Entertainment

‘Super’ size it!

Put “The Goonies,” “E.T.,” “Close Encounters” and “War of the Worlds” in that blender from “Gremlins” — and transport the mixture back to 1979 in the “Back to the Future” DeLorean — and you get J.J. Abrams’ “Super 8.” It’s an enjoyable, well-acted, old-school geekfest pitting a group of middle-school students against an escaped monster from outer space.

The fun starts with one of the few references to a film not involving Steven Spielberg, who serves as a producer here.

Our young, undersupervised heroes are filming a cheesy zombie movie one night at a closed Ohio train station when they are nearly flattened by a train wreck straight out of Cecil B. DeMille’s “The Greatest Show on Earth.”

MORE: WATCH THE SPECTACULAR TRAIN CRASH SEQUENCE

‘SUPER 8’ — SLOW LEAVING THE STATION?

Actually, this derailment easily tops that one, and it unleashes a scary, spider-like creature that Abrams wisely only shows in brief glimpses until well into the movie. (Let’s just say Ridley Scott’s 1979 “Alien” eventually comes to mind.) The creature was being transported by rail (for reasons never remotely explained) by the Air Force, which forces the evacuation of the town while it searches for the escaped extraterrestrial.
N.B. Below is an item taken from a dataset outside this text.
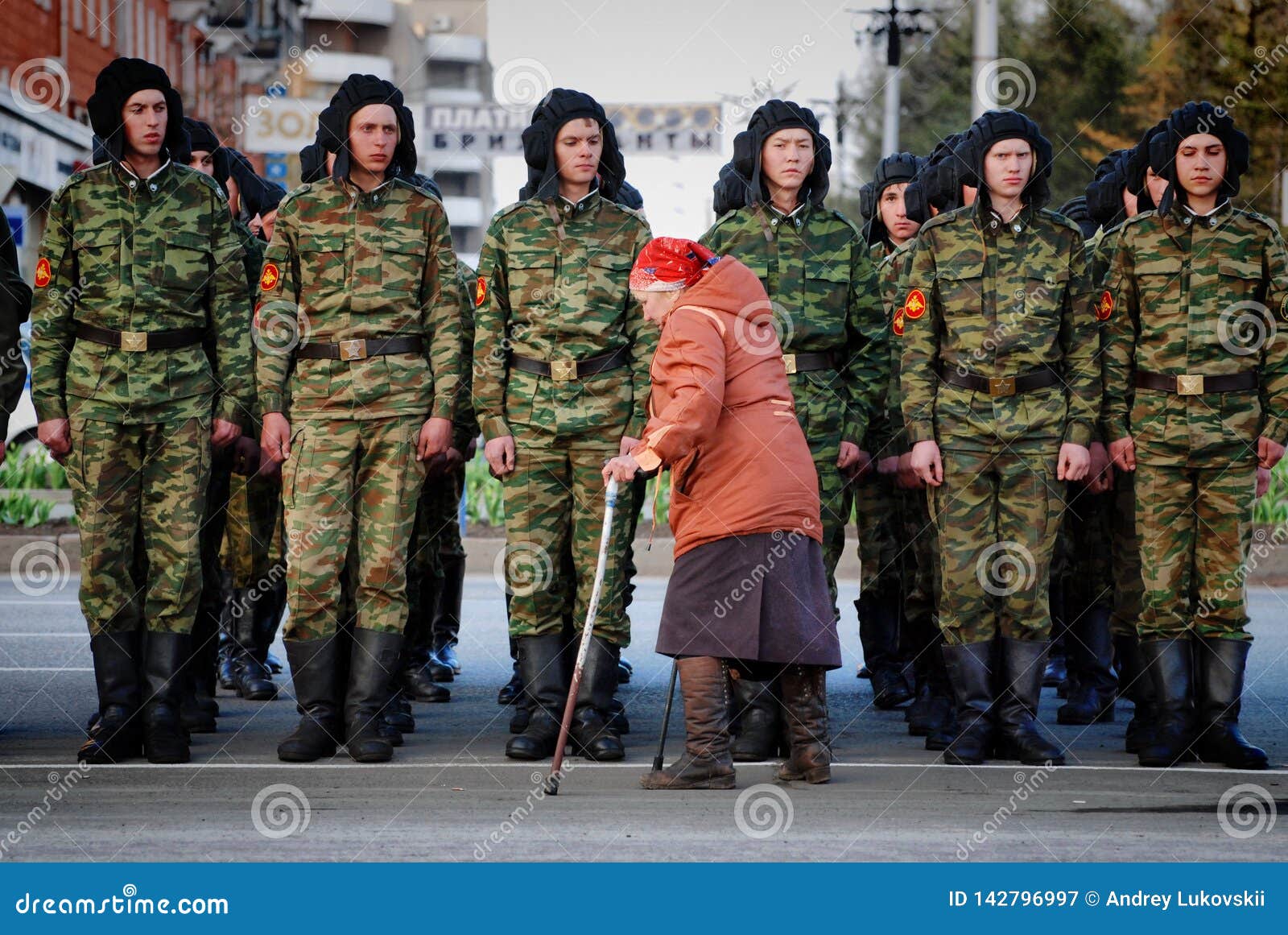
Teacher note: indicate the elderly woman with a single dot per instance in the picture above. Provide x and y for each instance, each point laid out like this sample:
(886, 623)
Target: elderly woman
(749, 590)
The kids’ science teacher (Glynn Turman), whose car was involved in the derailment, warns them to tell nobody about what they saw (and recorded on film — a reference to “Blow Up” and “Blow Out”). Which, at first, is fine with the teens, who are mostly just interested in finishing their little movie (the title refers to an archaic amateur film format) anyway.

At least they are until the movie’s female lead — middle-school cutie Elle Fanning, whose dad’s convertible is miraculously left more or less unscratched by the accident — gets abducted by the rampaging creature.

I’m not going to get into any more of the unsurprising plot, except to mention black-and-white movies shot at Area 54. But it goes without saying that while the nominal setting may be the Rust Belt instead of Southern California, the film is still recognizably set in the emotional confines of Spielbergland.

It’s told through the eyes of an excellent newcomer, Joel Courtney, whose character’s mother has died in a steel-mill accident four months earlier. He has an uneasy relationship with his father (top-billed Kyle Chandler), a deputy sheriff who comes into conflict with the scary Air Force officer (Noah Emmerich) conducting the search.

The filmmaking crew is headed by the husky and pushy Riley Griffiths (an apparent stand-in for Spielberg to Courtney’s J.J. Abrams), who yells “production value” when he sees the oncoming freight train and rushes to get it into the background of his film.

Griffiths had hoped to use the project to get acquainted with the character played by Fanning, who gives a star-making performance as the spunky heroine. She is nicely abetted by Ron Eldard as her drunken single father, who feels responsibility for the death of Courtney’s mother.

Abrams, who directed the underrated “Star Trek” reboot, does a great job with the family scenes, as well as the nascent romance between Fanning and Courtney, who handles makeup and special effects for the film-within-a-film.

Metal-mouthed scene-stealer Ryan Lee, who likes to blow things up, is the group’s future Michael Bay, and Gabriel Basso is their awkward leading man.

Besides Richard Donner’s Spielberg-produced “The Goonies,” the scenes with the kids most directly recall Rob Reiner’s “Stand by Me.” If your movie has to be derivative, there are certainly worse models.

If you’re familiar with Spielberg’s work, though, it’s nearly impossible to watch Abrams’ film without forgetting this is a conscious, and occasionally self-conscious, homage to the master.

A scene with a power lineman immediately summoned up “Close Encounters” for me, and the 9/11-style bulletin board with notices about missing dogs is straight out of “War of the Worlds.”

Which is not to say I didn’t have a good time at the relatively straightforward (it’s no “Lost”) and family-friendly “Super 8” (even with an utterly gratuitous F-bomb and a pot-smoking slacker). Part of the charm is the setting: an analog world where the Sony Walkman is cutting-edge technology.

Be sure to stick around during the credits, when we see the kids’ hilarious zombie movie, allegedly shot by the young actors themselves.